How do I get digital scans of Museum images? The Special Collections department of the Library has a large collection of photographic images available for publication, broadcast, or educational use. All usage requests for Museum images should be emailed to the Special Collections department at email@example.com. More information on how to submit your request may be found at Reproduction and Licensing. Please be aware that some images may not be available for use.
Does the Library appraise books? The Library staff does not evaluate materials for the purpose of establishing their market value or value for tax purposes. For such information, you may wish to consult the Antiquarian Booksellers' Association of America website.
Does the Museum appraise objects and artifacts?

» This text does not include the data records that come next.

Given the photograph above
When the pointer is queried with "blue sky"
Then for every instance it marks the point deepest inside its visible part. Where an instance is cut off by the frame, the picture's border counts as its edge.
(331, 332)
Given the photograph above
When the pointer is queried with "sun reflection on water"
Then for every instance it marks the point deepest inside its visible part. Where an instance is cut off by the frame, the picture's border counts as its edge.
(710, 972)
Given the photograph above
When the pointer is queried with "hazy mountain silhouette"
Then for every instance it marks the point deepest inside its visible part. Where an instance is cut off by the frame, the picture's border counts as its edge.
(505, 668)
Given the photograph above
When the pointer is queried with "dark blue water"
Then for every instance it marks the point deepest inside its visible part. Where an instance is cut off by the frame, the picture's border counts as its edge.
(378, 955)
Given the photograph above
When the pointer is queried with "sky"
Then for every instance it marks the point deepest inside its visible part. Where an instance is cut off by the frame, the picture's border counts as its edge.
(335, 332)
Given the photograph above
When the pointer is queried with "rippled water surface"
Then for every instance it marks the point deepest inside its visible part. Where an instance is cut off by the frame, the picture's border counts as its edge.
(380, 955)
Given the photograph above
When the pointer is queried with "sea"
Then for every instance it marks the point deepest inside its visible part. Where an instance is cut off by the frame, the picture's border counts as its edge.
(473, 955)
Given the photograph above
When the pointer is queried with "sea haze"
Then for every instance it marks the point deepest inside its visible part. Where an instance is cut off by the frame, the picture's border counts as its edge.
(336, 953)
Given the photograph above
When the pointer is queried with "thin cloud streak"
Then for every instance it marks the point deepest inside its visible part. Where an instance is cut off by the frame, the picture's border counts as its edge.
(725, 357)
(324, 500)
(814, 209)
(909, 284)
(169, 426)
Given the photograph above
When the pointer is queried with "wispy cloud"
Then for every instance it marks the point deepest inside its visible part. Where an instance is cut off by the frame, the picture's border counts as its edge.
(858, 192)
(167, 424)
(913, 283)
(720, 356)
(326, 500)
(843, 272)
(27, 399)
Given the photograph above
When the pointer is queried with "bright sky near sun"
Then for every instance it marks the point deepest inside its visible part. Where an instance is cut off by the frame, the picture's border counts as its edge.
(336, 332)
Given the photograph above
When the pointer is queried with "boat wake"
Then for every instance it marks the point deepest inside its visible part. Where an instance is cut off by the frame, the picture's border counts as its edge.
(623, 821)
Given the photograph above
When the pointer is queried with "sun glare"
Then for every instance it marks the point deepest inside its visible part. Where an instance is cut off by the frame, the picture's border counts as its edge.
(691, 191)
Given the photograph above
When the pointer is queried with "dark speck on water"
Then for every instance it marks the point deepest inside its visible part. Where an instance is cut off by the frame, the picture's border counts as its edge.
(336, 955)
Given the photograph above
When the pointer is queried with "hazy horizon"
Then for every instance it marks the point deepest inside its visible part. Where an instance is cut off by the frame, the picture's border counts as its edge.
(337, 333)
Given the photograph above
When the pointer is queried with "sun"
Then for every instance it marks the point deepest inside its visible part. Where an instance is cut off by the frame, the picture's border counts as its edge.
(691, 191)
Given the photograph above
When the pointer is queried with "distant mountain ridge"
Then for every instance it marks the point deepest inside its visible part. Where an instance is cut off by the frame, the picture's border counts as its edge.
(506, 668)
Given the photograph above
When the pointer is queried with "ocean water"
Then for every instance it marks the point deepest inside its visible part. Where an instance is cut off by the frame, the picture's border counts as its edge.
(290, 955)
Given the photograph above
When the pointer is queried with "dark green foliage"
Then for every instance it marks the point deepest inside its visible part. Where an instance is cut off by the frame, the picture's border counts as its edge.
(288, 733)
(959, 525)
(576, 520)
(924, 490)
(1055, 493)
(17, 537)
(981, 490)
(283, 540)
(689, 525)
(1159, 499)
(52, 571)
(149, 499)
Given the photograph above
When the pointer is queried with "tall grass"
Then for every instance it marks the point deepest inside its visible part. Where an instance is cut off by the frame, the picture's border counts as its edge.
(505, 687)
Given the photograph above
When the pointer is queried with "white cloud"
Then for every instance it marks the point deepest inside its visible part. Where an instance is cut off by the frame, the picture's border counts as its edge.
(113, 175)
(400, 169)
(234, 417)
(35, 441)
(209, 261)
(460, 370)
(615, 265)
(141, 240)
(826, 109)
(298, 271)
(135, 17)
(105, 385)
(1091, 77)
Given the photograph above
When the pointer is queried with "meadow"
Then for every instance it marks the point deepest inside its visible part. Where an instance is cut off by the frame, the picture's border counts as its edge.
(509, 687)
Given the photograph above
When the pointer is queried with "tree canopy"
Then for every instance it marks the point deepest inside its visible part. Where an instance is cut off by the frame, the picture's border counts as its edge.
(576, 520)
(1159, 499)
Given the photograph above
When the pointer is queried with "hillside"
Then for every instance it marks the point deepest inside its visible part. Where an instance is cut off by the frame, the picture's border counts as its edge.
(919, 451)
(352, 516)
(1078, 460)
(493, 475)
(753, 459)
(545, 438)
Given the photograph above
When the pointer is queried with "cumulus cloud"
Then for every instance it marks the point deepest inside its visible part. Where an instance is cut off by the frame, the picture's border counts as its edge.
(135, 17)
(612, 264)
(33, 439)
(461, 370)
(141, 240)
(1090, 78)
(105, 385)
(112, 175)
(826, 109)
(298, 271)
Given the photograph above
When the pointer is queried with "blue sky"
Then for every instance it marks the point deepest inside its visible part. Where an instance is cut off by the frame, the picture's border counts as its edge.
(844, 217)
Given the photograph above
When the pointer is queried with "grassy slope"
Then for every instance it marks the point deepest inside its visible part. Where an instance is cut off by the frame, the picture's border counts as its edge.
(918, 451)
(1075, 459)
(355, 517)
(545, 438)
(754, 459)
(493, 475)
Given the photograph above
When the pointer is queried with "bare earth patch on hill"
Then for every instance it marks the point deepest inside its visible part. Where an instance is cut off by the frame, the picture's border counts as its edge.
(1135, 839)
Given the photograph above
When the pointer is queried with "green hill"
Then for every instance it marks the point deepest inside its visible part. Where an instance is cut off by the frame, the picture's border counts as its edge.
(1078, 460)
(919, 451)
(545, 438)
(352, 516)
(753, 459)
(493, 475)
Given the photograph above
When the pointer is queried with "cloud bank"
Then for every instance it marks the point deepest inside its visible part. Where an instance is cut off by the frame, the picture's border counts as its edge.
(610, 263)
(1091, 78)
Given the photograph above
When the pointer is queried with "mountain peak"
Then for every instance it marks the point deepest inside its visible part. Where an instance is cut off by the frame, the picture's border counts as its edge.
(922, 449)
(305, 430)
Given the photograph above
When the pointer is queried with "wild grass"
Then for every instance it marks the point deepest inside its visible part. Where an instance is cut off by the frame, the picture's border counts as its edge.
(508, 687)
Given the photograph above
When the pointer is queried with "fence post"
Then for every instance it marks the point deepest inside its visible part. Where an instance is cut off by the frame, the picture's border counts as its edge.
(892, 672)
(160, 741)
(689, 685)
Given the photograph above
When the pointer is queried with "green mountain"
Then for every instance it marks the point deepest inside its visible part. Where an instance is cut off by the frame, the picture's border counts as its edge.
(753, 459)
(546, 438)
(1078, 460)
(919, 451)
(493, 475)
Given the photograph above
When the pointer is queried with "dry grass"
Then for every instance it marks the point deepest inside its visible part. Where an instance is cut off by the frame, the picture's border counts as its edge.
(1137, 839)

The Museum's scientific staff are not available to authenticate or perform appraisals of any artifacts for the public. You may wish to contact the Appraisers Association of America to get more information on certain types of appraisals.
Where can I get an answer to an astronomy reference question? The Hayden Planetarium Question and Answer Hotline can be reached at (212) 769-5901.
Where can I find and order Museum publications? For information about the Museum's Bulletin, Novitates, and Anthropological Papers please visit the Library's Museum Publications site. Visit Natural History Magazine for subscription information for this popular magazine.
Where can I find out more about the scientists who work at the Museum? Our Research contains biographical and credential information for some of the prominent scientists associated with the Museum.
Where can I get more information about the geologic time scale? The Museum's Timelines online exhibition provides a wealth of information on the historic periods of the Earth and their characteristic flora and fauna. You can also visit the University of California website for an online introduction to the geologic time scale.
What is the Museum's mission statement?
The act to incorporate the American Museum of Natural History, which passed the New York State Congress on April 6, 1869, states:
The American Museum of Natural History, to be located in the City of New York for the purpose of establishing and maintaining in said city a Museum and Library of Natural History; of encouraging and developing the study of Natural Science; of advancing the general knowledge of kindred subjects, and to that end of furnishing popular instruction.
The 1996 strategic plan, adopted by the Board of Trustees on December 10, includes the following statement of mission: To discover, interpret, and disseminate -- through scientific research and education -- knowledge about human cultures, the natural world, and the universe.